Obesity is a major risk factor for many diseases, including type 2 diabetes, cardiovascular disease, and some types of cancers, making it the second leading preventable cause of death in the U.S. Prevention and treatment of obesity are difficult, largely because changes in food intake and body weight are associated with compensatory changes in energy expenditure, which keep body weight at the original “set point”. In other words, we need to increase (or at least maintain) energy expenditure, in addition to lifestyle interventions and medications, to treat obesity.
Brown adipose tissue (BAT) and “brown-like” beige adipocytes in white adipose tissue (WAT) burn fat and dissipate chemical energy as heat (thermogenesis), largely through uncoupling protein 1 (UCP1). The potential of brown and beige adipocytes as anti-obesity targets attracts extensive interest. Many intrinsic proteins and pathways have been identified to be critical for the development, regulation, and pathophysiology of brown and beige adipocytes (Fig. 1).
The research in our laboratory aims to identify extrinsic and intrinsic factors that govern the thermogenic program and to understand how themogenic adipocytes modulate systemic metabolism.
Stem cell factor (SCF)
Serum levels of SCF increase in conditions where energy expenditure is increased in a compensatory manner such as feeding, cold exposure, and obesity. By analyzing gain- and loss-of-function mouse models, we found that SCF and its receptor Kit promote Ppargc1a gene transcription, mitochondrial biogenesis and energy expenditure in BAT, thus protecting mice from diet-induced obesity. We propose that SCF is a “satiety hormone” that acts peripherally to counteract obesity.
Hypothalamic AgRP neurons
Caloric restriction and fasting reduce body temperature and thermogenesis. We demonstrated that hunger-induced hormone ghrelin and hypothalamic AgRP neurons suppress the activity of beige fat. Mechanistically, ghrelin activates the O-linked β-N-acetylglucosamine (O-GlcNAc) signaling in AgRP neurons, which promotes neuronal excitability, inhibits white adipose tissue browning, and leads to weight-gain in mice. These two studies have demonstrated how hormones regulate the expenditure arm of the energy balance equation in order to maintain homeostasis in feast and famine (Fig. 2).
1. Yang, X, Ruan HB. (2015). Neuronal control of adaptive thermogenesis.

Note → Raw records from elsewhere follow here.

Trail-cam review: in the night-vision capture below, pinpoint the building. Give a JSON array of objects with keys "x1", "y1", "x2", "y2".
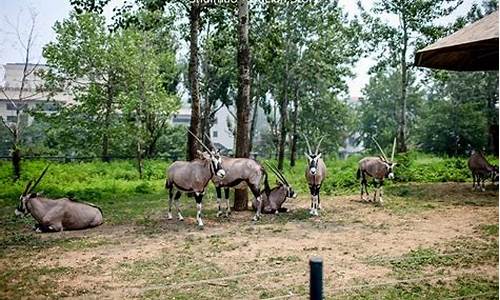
[{"x1": 0, "y1": 63, "x2": 73, "y2": 124}]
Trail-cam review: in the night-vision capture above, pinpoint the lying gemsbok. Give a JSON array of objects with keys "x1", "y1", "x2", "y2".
[
  {"x1": 15, "y1": 166, "x2": 103, "y2": 232},
  {"x1": 304, "y1": 135, "x2": 326, "y2": 216},
  {"x1": 165, "y1": 130, "x2": 226, "y2": 227},
  {"x1": 252, "y1": 163, "x2": 297, "y2": 214},
  {"x1": 467, "y1": 151, "x2": 498, "y2": 192},
  {"x1": 356, "y1": 137, "x2": 396, "y2": 204}
]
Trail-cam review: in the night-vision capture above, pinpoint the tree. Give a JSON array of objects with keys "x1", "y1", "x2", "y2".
[
  {"x1": 234, "y1": 0, "x2": 250, "y2": 211},
  {"x1": 420, "y1": 0, "x2": 498, "y2": 154},
  {"x1": 111, "y1": 28, "x2": 179, "y2": 178},
  {"x1": 0, "y1": 11, "x2": 39, "y2": 181},
  {"x1": 417, "y1": 72, "x2": 498, "y2": 155},
  {"x1": 358, "y1": 0, "x2": 461, "y2": 152},
  {"x1": 358, "y1": 68, "x2": 424, "y2": 152},
  {"x1": 43, "y1": 12, "x2": 120, "y2": 161},
  {"x1": 257, "y1": 1, "x2": 360, "y2": 169},
  {"x1": 44, "y1": 11, "x2": 180, "y2": 169}
]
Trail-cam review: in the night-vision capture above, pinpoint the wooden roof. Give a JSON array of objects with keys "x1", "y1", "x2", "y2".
[{"x1": 415, "y1": 11, "x2": 498, "y2": 71}]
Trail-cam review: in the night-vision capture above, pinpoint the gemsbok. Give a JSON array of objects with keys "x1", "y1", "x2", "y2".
[
  {"x1": 207, "y1": 137, "x2": 270, "y2": 221},
  {"x1": 467, "y1": 151, "x2": 498, "y2": 192},
  {"x1": 252, "y1": 163, "x2": 297, "y2": 214},
  {"x1": 356, "y1": 137, "x2": 396, "y2": 205},
  {"x1": 15, "y1": 166, "x2": 103, "y2": 232},
  {"x1": 304, "y1": 135, "x2": 326, "y2": 216},
  {"x1": 165, "y1": 130, "x2": 226, "y2": 228}
]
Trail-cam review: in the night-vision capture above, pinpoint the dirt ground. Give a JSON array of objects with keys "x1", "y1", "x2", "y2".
[{"x1": 0, "y1": 184, "x2": 498, "y2": 299}]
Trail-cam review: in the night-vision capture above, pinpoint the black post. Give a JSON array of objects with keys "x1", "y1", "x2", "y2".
[{"x1": 309, "y1": 256, "x2": 323, "y2": 300}]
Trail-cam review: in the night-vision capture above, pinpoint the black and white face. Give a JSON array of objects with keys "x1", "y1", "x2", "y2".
[
  {"x1": 286, "y1": 186, "x2": 297, "y2": 199},
  {"x1": 305, "y1": 153, "x2": 321, "y2": 176},
  {"x1": 210, "y1": 152, "x2": 226, "y2": 179},
  {"x1": 490, "y1": 166, "x2": 498, "y2": 185},
  {"x1": 385, "y1": 162, "x2": 396, "y2": 179}
]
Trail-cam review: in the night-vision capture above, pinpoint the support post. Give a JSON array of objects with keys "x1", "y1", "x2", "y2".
[{"x1": 309, "y1": 256, "x2": 323, "y2": 300}]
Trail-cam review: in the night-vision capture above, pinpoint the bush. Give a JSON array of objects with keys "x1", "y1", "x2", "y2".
[{"x1": 0, "y1": 152, "x2": 498, "y2": 203}]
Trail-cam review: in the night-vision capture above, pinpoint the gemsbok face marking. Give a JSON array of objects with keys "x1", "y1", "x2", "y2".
[
  {"x1": 356, "y1": 137, "x2": 396, "y2": 204},
  {"x1": 303, "y1": 135, "x2": 326, "y2": 216}
]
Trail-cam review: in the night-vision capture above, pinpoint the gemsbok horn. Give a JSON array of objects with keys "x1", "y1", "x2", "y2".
[
  {"x1": 165, "y1": 129, "x2": 226, "y2": 227},
  {"x1": 356, "y1": 137, "x2": 396, "y2": 205},
  {"x1": 302, "y1": 134, "x2": 326, "y2": 216}
]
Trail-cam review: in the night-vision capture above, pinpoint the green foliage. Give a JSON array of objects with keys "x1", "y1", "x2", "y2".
[
  {"x1": 357, "y1": 68, "x2": 423, "y2": 151},
  {"x1": 416, "y1": 72, "x2": 498, "y2": 155},
  {"x1": 38, "y1": 12, "x2": 180, "y2": 162}
]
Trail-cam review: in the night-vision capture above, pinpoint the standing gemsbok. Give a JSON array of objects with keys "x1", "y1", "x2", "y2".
[
  {"x1": 165, "y1": 130, "x2": 226, "y2": 227},
  {"x1": 356, "y1": 137, "x2": 396, "y2": 204},
  {"x1": 15, "y1": 166, "x2": 103, "y2": 232},
  {"x1": 207, "y1": 137, "x2": 270, "y2": 221},
  {"x1": 304, "y1": 135, "x2": 326, "y2": 216}
]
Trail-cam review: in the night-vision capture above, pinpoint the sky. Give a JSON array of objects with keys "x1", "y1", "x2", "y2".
[{"x1": 0, "y1": 0, "x2": 478, "y2": 97}]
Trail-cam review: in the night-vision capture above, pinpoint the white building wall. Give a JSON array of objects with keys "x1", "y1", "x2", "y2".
[{"x1": 0, "y1": 63, "x2": 73, "y2": 123}]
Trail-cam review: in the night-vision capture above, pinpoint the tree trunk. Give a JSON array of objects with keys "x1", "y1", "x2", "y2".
[
  {"x1": 12, "y1": 142, "x2": 21, "y2": 181},
  {"x1": 397, "y1": 16, "x2": 408, "y2": 153},
  {"x1": 290, "y1": 88, "x2": 299, "y2": 167},
  {"x1": 278, "y1": 59, "x2": 289, "y2": 171},
  {"x1": 101, "y1": 74, "x2": 113, "y2": 162},
  {"x1": 234, "y1": 0, "x2": 250, "y2": 211},
  {"x1": 248, "y1": 91, "x2": 259, "y2": 153},
  {"x1": 187, "y1": 1, "x2": 200, "y2": 160}
]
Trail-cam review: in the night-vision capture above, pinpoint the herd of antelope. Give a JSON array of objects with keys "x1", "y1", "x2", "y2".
[{"x1": 15, "y1": 130, "x2": 498, "y2": 231}]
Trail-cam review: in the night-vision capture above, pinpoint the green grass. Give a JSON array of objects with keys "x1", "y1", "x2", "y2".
[
  {"x1": 367, "y1": 236, "x2": 498, "y2": 277},
  {"x1": 338, "y1": 276, "x2": 498, "y2": 300}
]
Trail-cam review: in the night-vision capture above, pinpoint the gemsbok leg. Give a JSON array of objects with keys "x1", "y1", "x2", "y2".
[
  {"x1": 224, "y1": 188, "x2": 231, "y2": 217},
  {"x1": 215, "y1": 187, "x2": 222, "y2": 218},
  {"x1": 167, "y1": 187, "x2": 174, "y2": 220},
  {"x1": 174, "y1": 191, "x2": 184, "y2": 221},
  {"x1": 309, "y1": 185, "x2": 319, "y2": 216},
  {"x1": 249, "y1": 186, "x2": 262, "y2": 221},
  {"x1": 195, "y1": 193, "x2": 203, "y2": 227}
]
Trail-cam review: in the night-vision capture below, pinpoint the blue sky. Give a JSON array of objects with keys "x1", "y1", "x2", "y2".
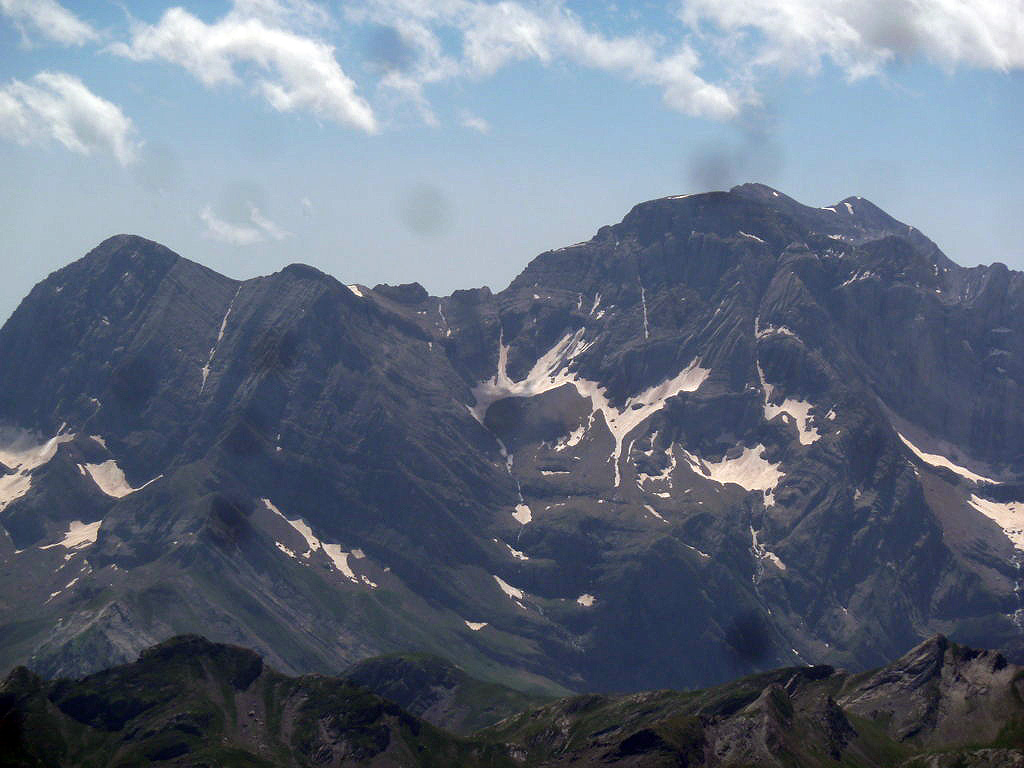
[{"x1": 0, "y1": 0, "x2": 1024, "y2": 318}]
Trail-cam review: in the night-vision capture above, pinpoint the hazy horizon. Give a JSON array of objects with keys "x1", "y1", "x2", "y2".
[{"x1": 0, "y1": 0, "x2": 1024, "y2": 319}]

Frontiers in Endocrinology. 6:149.
2. Ruan HB, Dietrich MO, Liu ZW, Zimmer MR, Li MD, Singh JP, Zhang K, Yin R, Wu J, Horvath TL, Yang X. (2014). O-GlcNAc transferase enables AgRP neurons to suppress browning of white fat. Cell. 159(2): 306-317.
3. Huang Z*, Ruan HB*, Xian L, Chen W, Jiang S, Song A, Wang Q, Shi P, Gu X, Gao X. (2014) The stem cell factor/Kit signaling pathway regulates mitochondrial function and energy expenditure. Nature Communications. 5:4282. (*, Equal contribution).